Moving beyond the risk of non-payment to the amount of the payment, consultants are paid a higher hourly rate than anyone else!
As a consultant, I could have periods of less or no work, but that’s not a problem — I’ll turn the setback into an advantage, say by picking up skills that I like. Or that I feel are important for the future. This learning is an opportunity most people don’t have in their career, since they’re working full-time. I’m also using that time to advise startups for free to upskill myself and build a network of people whom I’ve helped and who’ll want to reciprocate.
Employee Earning Market Salary
In this option, I find out what my market salary is. This is a range rather than a single number. Say it’s $40-60,000. I wouldn’t insist on 60K, because that amounts to picking a job based on only the money, which is a bad idea. But I would insist on 40K. If a company can’t pay even 40K, I’d hang up the call, and pick from the remaining ones.

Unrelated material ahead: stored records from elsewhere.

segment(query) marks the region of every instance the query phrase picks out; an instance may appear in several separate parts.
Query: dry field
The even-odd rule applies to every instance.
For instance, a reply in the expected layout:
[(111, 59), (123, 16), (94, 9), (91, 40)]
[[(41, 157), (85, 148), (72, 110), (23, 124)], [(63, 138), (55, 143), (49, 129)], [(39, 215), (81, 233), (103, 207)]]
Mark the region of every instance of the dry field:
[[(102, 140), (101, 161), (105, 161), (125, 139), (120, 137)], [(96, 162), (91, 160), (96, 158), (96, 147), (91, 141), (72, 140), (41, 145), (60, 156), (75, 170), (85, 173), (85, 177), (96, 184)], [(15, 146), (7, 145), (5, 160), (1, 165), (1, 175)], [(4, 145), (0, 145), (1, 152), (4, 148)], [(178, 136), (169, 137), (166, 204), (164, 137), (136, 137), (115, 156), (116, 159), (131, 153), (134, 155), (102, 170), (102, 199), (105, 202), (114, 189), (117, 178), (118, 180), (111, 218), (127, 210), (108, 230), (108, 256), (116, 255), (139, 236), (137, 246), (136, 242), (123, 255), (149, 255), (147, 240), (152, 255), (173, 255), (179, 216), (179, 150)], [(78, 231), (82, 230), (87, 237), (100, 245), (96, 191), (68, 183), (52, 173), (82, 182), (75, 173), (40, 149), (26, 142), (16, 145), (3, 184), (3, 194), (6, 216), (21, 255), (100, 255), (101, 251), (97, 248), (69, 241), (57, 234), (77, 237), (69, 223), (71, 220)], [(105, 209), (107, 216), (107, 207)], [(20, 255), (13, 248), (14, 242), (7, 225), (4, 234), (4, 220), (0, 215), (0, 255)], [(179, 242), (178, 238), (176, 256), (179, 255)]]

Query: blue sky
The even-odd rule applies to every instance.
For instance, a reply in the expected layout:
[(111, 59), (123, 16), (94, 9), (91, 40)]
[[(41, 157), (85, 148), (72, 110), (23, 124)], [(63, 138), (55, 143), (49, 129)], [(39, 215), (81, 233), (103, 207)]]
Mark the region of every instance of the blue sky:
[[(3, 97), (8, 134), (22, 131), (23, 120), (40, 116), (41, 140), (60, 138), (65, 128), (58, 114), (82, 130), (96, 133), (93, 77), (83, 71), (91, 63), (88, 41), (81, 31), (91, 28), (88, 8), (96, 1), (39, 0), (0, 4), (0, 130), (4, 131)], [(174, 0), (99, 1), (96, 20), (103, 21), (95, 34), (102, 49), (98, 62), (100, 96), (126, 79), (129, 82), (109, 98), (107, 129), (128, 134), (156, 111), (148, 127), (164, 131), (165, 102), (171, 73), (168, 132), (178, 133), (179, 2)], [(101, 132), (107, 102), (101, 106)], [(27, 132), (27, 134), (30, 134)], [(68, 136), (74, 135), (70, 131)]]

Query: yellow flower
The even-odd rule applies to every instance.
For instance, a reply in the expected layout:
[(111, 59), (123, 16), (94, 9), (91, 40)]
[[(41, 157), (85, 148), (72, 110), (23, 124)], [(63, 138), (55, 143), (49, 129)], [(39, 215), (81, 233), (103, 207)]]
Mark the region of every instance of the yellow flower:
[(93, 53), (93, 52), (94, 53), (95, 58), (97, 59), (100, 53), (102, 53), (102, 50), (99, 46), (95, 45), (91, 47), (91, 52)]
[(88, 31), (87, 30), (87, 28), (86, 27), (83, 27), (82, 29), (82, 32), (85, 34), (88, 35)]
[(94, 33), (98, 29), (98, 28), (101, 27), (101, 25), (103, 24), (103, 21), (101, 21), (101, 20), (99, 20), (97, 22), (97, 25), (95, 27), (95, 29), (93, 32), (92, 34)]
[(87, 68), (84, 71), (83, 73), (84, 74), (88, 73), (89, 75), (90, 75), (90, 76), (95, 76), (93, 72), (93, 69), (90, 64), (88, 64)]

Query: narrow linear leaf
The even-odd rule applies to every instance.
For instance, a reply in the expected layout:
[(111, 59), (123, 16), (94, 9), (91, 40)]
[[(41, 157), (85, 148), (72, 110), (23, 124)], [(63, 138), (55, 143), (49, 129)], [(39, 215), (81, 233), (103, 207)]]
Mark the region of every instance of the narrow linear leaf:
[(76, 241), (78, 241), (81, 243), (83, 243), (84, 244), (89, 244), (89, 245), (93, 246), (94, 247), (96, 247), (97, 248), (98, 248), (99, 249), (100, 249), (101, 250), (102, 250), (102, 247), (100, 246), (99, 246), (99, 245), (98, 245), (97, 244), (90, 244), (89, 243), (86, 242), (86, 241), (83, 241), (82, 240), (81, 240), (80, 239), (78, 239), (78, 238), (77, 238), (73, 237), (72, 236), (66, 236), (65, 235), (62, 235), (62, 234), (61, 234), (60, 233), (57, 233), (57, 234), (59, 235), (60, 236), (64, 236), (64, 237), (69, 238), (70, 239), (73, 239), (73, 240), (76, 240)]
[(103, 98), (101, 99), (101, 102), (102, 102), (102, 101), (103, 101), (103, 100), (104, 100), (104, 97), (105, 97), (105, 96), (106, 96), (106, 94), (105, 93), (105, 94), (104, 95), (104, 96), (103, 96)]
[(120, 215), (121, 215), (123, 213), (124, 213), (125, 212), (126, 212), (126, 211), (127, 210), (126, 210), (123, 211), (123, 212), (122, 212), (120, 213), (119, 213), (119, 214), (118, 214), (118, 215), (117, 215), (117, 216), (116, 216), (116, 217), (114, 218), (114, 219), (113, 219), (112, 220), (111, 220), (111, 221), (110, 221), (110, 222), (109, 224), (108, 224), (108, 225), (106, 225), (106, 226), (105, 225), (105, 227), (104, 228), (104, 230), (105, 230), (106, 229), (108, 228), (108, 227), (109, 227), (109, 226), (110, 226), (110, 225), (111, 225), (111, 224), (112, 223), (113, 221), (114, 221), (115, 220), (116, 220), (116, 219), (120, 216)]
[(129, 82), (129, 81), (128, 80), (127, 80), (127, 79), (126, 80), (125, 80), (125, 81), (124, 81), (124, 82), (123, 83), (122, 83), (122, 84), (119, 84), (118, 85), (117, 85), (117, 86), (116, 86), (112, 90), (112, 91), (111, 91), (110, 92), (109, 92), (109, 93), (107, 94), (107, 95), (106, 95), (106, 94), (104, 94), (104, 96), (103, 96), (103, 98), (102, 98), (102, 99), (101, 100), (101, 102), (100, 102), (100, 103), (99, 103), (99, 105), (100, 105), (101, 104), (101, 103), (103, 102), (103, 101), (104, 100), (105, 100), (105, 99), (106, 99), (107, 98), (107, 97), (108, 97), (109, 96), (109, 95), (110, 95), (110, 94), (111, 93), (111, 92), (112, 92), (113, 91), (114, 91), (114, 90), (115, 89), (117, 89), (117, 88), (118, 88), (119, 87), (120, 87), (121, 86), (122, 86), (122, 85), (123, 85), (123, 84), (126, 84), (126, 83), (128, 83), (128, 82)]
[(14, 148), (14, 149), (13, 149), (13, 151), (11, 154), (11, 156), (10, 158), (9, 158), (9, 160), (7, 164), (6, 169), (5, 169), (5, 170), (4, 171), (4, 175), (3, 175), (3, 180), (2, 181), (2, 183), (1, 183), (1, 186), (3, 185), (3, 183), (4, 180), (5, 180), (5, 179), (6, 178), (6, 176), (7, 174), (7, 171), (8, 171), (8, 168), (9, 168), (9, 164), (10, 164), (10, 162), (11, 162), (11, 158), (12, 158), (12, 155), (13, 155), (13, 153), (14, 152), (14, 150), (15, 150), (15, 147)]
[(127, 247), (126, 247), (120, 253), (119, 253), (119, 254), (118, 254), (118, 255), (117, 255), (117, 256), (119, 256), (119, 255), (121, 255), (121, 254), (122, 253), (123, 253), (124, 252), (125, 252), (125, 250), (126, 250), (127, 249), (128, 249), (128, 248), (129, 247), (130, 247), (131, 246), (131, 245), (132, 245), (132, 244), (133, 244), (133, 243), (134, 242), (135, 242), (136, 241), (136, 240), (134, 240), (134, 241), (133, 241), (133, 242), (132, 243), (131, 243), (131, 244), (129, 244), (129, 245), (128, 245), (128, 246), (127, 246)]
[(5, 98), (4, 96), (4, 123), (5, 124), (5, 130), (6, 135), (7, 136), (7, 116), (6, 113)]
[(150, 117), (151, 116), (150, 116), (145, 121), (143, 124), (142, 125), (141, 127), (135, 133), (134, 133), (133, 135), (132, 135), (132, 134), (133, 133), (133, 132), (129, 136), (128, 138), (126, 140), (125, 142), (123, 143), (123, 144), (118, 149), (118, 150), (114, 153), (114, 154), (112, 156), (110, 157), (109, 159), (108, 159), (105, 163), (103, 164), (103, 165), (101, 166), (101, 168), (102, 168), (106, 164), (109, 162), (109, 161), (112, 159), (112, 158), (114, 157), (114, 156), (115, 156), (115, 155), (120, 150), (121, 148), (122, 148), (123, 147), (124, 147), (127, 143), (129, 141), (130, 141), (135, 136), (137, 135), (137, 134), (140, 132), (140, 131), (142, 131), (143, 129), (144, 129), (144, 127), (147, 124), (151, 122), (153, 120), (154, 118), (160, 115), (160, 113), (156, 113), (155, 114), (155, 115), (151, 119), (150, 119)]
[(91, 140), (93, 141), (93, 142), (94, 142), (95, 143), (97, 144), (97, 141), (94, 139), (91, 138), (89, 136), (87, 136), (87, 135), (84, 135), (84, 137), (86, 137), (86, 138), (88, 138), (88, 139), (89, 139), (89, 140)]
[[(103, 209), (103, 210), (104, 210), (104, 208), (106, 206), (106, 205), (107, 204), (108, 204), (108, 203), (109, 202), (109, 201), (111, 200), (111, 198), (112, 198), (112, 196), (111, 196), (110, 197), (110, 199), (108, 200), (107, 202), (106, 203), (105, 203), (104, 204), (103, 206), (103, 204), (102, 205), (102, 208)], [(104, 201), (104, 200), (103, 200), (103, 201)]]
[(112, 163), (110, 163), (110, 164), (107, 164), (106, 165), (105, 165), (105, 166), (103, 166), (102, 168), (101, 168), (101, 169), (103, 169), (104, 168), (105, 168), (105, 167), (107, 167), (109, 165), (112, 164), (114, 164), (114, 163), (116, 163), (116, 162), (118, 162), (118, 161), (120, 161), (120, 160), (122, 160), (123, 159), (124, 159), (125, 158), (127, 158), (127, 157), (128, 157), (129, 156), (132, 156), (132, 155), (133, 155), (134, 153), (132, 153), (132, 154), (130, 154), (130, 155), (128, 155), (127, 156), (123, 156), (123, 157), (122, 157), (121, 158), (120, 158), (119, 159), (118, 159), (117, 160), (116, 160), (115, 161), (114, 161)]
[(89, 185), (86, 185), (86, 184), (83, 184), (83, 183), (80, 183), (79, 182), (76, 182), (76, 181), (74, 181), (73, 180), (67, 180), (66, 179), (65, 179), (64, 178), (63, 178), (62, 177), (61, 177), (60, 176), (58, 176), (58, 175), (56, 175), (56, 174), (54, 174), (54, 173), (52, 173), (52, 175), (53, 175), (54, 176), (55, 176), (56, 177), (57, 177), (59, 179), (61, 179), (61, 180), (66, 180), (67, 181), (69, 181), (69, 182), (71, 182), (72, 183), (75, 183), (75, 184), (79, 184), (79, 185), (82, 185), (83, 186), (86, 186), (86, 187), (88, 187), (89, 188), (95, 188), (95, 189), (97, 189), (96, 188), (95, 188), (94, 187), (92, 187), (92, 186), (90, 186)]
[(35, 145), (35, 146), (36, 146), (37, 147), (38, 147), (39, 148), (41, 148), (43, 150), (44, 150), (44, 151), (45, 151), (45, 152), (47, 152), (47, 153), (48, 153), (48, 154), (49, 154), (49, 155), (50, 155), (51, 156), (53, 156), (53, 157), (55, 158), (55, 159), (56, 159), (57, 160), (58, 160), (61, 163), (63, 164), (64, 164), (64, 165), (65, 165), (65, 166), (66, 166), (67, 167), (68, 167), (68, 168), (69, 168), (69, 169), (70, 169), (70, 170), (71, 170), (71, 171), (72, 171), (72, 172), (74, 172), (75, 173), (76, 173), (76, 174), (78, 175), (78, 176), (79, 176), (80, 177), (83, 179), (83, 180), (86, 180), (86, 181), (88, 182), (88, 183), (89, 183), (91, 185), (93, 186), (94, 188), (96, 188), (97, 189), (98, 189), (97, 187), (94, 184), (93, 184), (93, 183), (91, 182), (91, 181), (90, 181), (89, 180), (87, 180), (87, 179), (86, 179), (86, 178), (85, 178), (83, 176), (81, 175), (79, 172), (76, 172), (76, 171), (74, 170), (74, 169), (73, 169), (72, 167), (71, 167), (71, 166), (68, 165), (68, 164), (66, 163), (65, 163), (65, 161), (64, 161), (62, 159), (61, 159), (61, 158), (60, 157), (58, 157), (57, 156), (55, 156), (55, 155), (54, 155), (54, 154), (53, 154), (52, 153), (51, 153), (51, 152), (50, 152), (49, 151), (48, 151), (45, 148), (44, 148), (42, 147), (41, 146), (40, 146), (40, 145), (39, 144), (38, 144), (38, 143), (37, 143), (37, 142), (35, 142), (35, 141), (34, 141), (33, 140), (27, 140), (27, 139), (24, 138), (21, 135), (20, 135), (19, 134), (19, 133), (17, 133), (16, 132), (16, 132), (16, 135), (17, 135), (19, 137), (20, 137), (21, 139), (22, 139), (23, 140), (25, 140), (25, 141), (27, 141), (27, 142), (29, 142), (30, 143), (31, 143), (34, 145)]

This might mean working at a bigger company than I’d have preferred. For example, if I want to work at a seed-funded company, but they can’t pay me 40K (in this example), I’ll settle for a series A- or B- funded company.
Employee Earning Market Salary In A Tech Giant
Google won’t be going bankrupt next year no matter what, so this job has the least risk, but I won’t learn or grow or be satisfied as much, so given two companies that pay me my market rate, I’d pick the smaller one.
The right job for you can vary depending on your situation in life. It can also change from time to time. So the point of this article is not to anoint some options as better than others. Instead, if you want to do something, place it on this spectrum, and think about whether you instead want to go one step to the left or right.
I could hire a contractor for a specialist role like logo design that does not make sense for me to learn, but I’ll do most things, like UX design, myself.
If you’re a not a techie, the more general principle is to join a company which doesn’t have the skills you have. If you’re experienced in sales and operations, for example, join a company that has eng, UX and product. Basically, everyone but sales and operations.
Assuming you’ve structured your consulting well, such as working only against an advance, trusting your instincts if a client comes across as unreliable or aggressive, etc.